By: William Paatalo – Private Investigator / Expert Witness – bill.bpia@gmail.com

Disclaimer: This article is intended for educational and informational purposes only. It is not legal advice. Please consult legal counsel before taking any action based on the contents herein.


I. Introduction: Exhuming the Body

In the wake of the 2008 financial collapse, millions of homeowners lost their properties to foreclosure. Years later, some of them received checks from government-appointed settlement monitors—paltry payments ranging from $300 to $2,000. These checks were issued with little explanation, but their true origin was far more sinister: they were the culmination of backroom deals involving borrower transaction accounts, secret tax filings, and a deeply flawed federal settlement process.

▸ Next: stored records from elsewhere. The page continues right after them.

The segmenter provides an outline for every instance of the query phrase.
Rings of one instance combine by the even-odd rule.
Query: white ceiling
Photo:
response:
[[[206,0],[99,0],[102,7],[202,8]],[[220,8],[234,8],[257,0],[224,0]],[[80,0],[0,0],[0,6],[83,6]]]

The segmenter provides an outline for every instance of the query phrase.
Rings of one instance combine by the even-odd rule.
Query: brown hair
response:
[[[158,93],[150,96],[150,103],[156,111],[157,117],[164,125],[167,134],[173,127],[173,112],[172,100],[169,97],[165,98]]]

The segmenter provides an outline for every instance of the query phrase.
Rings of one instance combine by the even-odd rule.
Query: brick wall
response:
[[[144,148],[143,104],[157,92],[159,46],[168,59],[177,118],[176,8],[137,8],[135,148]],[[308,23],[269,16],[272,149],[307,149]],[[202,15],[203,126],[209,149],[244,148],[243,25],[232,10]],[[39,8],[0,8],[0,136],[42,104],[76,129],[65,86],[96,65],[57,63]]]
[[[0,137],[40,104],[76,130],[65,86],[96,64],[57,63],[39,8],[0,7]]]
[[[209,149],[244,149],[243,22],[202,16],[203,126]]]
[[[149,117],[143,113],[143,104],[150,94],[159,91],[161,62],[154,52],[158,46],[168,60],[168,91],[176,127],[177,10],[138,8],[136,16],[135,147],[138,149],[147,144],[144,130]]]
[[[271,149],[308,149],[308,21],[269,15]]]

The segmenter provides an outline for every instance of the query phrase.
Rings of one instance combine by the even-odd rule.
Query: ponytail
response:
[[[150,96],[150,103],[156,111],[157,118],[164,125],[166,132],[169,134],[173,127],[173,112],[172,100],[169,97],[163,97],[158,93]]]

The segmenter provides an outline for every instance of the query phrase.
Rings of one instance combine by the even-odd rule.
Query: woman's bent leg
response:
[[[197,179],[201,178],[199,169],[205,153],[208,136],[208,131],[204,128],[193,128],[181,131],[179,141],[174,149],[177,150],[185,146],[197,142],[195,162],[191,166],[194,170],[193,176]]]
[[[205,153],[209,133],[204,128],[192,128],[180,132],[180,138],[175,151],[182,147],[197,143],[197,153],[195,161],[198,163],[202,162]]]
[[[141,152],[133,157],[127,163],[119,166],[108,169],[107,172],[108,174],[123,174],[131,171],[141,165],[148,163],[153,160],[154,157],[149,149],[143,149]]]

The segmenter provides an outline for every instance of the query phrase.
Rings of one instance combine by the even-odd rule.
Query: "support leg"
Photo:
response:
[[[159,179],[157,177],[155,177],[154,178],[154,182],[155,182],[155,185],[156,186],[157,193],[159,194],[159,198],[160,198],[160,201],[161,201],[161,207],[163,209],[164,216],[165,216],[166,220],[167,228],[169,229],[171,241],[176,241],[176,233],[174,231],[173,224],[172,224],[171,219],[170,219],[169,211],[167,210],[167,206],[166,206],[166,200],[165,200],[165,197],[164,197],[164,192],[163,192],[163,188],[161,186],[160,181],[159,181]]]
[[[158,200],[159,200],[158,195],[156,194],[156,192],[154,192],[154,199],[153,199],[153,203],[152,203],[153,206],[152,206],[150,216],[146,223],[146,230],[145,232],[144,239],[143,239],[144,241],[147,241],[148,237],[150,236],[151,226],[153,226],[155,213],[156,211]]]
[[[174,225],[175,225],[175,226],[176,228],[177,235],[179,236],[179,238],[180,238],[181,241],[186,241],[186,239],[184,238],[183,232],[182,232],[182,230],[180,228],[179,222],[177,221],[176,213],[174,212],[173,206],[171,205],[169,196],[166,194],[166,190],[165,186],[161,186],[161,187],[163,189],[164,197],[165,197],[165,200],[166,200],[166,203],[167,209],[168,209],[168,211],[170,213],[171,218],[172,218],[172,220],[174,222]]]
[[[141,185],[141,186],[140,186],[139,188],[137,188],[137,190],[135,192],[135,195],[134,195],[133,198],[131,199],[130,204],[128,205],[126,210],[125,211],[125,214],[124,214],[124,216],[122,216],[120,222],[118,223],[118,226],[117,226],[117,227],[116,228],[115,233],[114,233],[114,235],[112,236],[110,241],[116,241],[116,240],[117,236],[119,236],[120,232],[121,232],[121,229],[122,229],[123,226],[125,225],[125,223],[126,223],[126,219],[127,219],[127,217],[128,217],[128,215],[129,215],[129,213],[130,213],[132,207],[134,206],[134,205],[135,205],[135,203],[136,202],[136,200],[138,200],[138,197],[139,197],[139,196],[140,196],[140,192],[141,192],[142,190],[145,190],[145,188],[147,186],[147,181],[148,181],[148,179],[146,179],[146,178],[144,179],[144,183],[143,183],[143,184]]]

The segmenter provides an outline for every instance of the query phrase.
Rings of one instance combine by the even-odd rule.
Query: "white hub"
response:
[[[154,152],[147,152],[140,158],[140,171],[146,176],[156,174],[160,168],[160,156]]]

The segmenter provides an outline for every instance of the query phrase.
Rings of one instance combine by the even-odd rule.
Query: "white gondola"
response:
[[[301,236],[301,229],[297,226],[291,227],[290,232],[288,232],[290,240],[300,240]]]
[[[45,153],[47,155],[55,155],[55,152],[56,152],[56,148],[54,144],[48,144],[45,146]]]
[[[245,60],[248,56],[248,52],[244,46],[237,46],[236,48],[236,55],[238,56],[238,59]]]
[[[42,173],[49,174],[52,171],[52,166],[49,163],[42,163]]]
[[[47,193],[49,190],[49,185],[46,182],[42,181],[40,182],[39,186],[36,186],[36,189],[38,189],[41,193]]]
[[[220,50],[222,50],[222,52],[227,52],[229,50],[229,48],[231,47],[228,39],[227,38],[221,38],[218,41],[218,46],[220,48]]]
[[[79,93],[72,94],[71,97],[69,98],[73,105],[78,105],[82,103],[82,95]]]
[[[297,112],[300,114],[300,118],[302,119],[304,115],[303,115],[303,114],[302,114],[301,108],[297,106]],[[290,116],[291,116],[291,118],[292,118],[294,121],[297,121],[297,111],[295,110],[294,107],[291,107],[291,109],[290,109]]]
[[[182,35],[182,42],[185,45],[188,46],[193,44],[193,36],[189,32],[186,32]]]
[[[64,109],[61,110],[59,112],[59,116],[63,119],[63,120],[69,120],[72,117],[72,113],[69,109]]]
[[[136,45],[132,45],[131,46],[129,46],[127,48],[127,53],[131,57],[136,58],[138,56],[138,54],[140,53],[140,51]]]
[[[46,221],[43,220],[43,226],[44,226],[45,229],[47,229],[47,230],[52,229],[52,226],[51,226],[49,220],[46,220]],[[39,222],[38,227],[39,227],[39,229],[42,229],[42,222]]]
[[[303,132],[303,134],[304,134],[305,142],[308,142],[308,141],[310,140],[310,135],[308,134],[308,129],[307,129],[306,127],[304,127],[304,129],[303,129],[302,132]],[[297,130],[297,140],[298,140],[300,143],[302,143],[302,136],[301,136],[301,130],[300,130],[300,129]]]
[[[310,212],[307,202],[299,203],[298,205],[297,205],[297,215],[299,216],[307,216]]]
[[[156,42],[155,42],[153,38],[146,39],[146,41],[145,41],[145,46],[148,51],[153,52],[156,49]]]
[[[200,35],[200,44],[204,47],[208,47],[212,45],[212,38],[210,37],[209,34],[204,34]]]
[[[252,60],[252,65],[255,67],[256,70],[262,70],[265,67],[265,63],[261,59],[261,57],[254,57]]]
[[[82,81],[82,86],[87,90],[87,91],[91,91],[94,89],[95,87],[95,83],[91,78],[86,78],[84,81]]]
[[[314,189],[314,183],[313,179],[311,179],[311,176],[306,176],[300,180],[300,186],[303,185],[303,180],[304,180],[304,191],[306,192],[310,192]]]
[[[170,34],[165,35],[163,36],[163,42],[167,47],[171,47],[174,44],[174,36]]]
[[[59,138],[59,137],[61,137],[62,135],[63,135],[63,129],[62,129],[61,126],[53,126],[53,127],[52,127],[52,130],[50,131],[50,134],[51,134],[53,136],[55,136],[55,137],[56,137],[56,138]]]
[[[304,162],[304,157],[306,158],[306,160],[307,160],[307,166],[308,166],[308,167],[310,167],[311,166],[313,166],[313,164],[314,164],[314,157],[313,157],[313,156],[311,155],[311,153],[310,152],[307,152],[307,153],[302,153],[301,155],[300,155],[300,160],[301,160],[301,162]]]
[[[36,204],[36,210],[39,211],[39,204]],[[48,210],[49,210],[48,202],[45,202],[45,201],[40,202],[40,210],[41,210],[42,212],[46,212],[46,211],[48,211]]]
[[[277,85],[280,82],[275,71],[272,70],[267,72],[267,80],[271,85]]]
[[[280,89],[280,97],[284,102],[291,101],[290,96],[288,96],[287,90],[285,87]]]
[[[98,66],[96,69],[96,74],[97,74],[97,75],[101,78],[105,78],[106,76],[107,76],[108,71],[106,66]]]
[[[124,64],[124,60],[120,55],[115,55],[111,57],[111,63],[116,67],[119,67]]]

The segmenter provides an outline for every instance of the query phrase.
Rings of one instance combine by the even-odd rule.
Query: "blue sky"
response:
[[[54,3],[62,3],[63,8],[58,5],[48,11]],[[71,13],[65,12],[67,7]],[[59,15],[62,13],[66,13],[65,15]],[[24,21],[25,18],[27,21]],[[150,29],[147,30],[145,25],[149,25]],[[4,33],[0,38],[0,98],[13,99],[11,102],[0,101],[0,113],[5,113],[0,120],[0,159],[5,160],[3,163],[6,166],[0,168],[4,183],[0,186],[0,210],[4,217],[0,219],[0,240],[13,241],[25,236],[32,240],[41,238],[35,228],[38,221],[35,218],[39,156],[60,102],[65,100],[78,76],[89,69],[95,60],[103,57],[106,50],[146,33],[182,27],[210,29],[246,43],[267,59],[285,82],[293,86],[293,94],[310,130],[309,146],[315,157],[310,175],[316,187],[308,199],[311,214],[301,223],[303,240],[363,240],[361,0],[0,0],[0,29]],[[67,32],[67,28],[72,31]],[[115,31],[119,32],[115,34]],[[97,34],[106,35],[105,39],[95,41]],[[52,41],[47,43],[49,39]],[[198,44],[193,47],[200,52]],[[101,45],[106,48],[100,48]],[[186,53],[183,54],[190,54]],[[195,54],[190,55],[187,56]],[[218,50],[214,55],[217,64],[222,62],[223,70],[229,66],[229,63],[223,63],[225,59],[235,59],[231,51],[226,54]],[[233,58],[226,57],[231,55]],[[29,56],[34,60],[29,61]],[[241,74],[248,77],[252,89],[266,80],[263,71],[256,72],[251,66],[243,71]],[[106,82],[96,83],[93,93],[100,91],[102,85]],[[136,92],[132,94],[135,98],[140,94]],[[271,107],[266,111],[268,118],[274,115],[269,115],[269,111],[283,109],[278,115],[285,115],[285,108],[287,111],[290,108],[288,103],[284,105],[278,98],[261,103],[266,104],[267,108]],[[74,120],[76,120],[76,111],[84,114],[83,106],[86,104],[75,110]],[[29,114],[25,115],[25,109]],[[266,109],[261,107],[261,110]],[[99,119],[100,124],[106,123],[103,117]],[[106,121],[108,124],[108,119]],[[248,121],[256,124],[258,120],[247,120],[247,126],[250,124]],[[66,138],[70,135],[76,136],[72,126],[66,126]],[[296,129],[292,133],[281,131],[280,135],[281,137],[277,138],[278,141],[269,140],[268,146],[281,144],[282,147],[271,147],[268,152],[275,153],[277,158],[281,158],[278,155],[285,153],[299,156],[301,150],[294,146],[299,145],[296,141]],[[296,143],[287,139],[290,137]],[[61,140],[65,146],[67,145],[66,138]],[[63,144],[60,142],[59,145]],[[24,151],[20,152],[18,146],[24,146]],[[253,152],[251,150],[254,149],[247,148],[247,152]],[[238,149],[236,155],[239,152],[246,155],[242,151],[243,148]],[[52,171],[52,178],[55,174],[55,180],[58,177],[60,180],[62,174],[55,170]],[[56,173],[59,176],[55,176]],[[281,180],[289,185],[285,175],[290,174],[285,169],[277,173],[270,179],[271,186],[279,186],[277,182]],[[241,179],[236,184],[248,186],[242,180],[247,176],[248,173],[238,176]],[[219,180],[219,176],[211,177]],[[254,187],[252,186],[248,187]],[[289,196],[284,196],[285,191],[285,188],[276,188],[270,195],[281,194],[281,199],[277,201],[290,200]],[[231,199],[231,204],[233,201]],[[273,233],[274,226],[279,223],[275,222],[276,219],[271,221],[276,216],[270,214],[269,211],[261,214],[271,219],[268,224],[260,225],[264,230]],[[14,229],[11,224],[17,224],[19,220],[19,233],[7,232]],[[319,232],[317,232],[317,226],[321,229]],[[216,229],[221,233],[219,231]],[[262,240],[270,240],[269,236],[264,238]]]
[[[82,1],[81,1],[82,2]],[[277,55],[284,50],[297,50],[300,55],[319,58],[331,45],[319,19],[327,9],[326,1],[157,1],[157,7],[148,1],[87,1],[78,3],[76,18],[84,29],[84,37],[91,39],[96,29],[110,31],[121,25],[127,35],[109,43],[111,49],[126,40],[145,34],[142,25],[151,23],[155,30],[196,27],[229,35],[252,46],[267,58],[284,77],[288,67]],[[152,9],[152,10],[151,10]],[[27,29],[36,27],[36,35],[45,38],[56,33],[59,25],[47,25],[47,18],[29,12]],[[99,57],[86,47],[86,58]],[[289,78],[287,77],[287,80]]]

What follows is a comprehensive re-examination of the so-called “consumer relief” measures stemming from the $17 billion DOJ-Bank of America settlement. With today’s understanding of derecognition accounting, U.S. tax law, and financial privacy statutes, the mechanics of this program reveal a grotesque manipulation of borrower identity for Wall Street’s benefit.


II. The Setup: Borrower Transaction Accounts and Monetized Notes

According to both Federal Reserve materials (Modern Money Mechanics) and expert testimony from former Fed attorney Walker Todd, most bank-issued “loans” are not loans at all. Instead, they are ledger creations monetizing the borrower’s promissory note, which is booked as an asset by the lender. In return, a matching liability is recorded—a transaction account funded not with actual dollars, but with the borrower’s own credit.

Critically, these behind-the-scenes accounts were often created using the borrower’s name and Social Security Number. Yet:

  • No loan origination documents disclosed these internal accounts.
  • No borrower was informed that their identity was being used for ledger entries later classified as “relief” or debt forgiveness.
  • No IRS Form 8821 or 2848 was executed by borrowers to authorize such tax-related actions on their behalf.

This failure to disclose or seek consent may constitute violations of:

  • The Privacy Act of 1974 (5 U.S.C. § 552a)
  • The Gramm-Leach-Bliley Act (15 U.S.C. § 6801 et seq.)
  • The Fair Debt Collection Practices Act (FDCPA)
  • Internal Revenue Code Section 6103 (taxpayer identity protection)
  • TILA and Regulation Z (material omissions at origination)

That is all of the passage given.